Thursday, February 4, 2010

Bottled Beer is Better than Boiled Water! Advertising in the face of Typhoid

Just after the typhoid scare of Christmas 1909, on January 1st, 1910, the Salem Brewing Association ran an advert specifically touting the safety of Salem Beer.

It's a bit fear-mongery. Untreated tap water was dangerous; at the same time, the brewery might benefit financially from scared people who might consider beer as the safest alternative to tap water.

It doesn't make Mayor Lachmund's decision to veto municipalizing the water supply look very good. The ad really makes it look like it was truly possible that brewers and hopsgrowers would feel a pure source of tapwater might threaten their beer sales, however compromised by crappy water the beer might be. If you mask it with enough hops, few would notice.

While I still haven't found any direct evidence for a Lachmund conspiracy against pure water, there's certainly a suggestive penumbral shadow.

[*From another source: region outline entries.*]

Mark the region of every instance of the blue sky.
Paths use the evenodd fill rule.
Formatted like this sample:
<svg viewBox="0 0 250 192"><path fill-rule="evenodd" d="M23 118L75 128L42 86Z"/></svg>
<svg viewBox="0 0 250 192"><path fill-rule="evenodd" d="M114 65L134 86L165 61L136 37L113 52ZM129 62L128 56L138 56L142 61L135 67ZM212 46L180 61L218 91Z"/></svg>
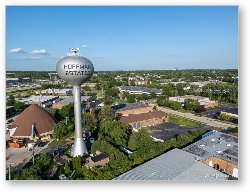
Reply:
<svg viewBox="0 0 250 192"><path fill-rule="evenodd" d="M238 7L7 6L7 70L55 70L80 47L95 70L238 68Z"/></svg>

In the face of growing sentiment for Prohibition, the ad is also direct about the sensory allure of beer - the lively prickle from carbonation and the "stick" from alcohol.

Moreover, the ad's themes cast an interesting light on early advertising: local boosterism, quasi-scientific precision, the reasonableness of the flattering confidence-man, and the commercial preference for selling a product - consumerist progress - instead of investing in solutions - infrastructure progress. This was politically a mixed time, a transition between the gilded age and the progressive era, and the rhetoric of "progress" looks a bit like "greenwashing" today.

I find it a fascinating document.
PROGRESS

The Salem Brewery Association plant for the brewing and bottling of beer and manufacturing of ice is one of Salem's most important industries. During the past five years this business has grown from a very small, old-fashioned brewing plant to one of the most modern enterprises on the coast. The name "Salem Beer" is a familar household term over most of California and Oregon. It has gained enviable reputation throughout this western country and is a welcome beverage in numerous families. Over one million bottles of Salem beer were consumed during the past year. As each bottle is decorated or marked with the trade mark label, showing the beautiful State Capitol building, this fact alone has consequently served as a medium of advertisement for the city of Salem of considerable magnitude and value. Thousands of people know of Salem, as the home of Salem beer.

WHAT IS BEER

To meet "a long felt want" of mankind in the form of a mild, carbonated, alcoholic, stimulating, cooling, palatable, refreshing tonic and thirst-quenching drink, the beer of today is the best drink in the world.

Just observe for a moment how beer is made up. First and foremost, about nineteen-twentieths of a glass of beer is just cold water.

Now, cold water "plain" and "straight," which has not been boiled, is a very dangerous drink. Positively hundreds of thousands of poor victims of typhoid fever have been sent to premature graves in these United States by the typhoid germs which are taken into the system almost exclusively from drinking water.
But the water of beer has invariably had all dangerous germs killed out of it by a vigorous two hours' boil. If we were to drink this boiled water straight, the remedy would be worse than the disease; for of all "flat, stale and unpalatable" drinks, boiled water, deprived by boiling of its natural content of sparkling air, is the flattest. But, in the case of beer, here comes plenty of carbonic acid gas to put new life into the boiled water. The process of fermentation cuts up the sugar of the beer wort into a little alcohol and , by bulk, a good deal of carbonic acid gas. So, then, we have so far found in our beer the two constituents, water and carbonic acid gas, which together make "plain soda water," neither more nor less; and then we find that our fermentation has given us also a little alcohol, about one-twentieth part of the whole, so that now our glass of beer is simply a glass of "soda water" with a "stick" in it.

And yet, without this little dash of alcohol, beer would not be beer at all, beer would not be used at all.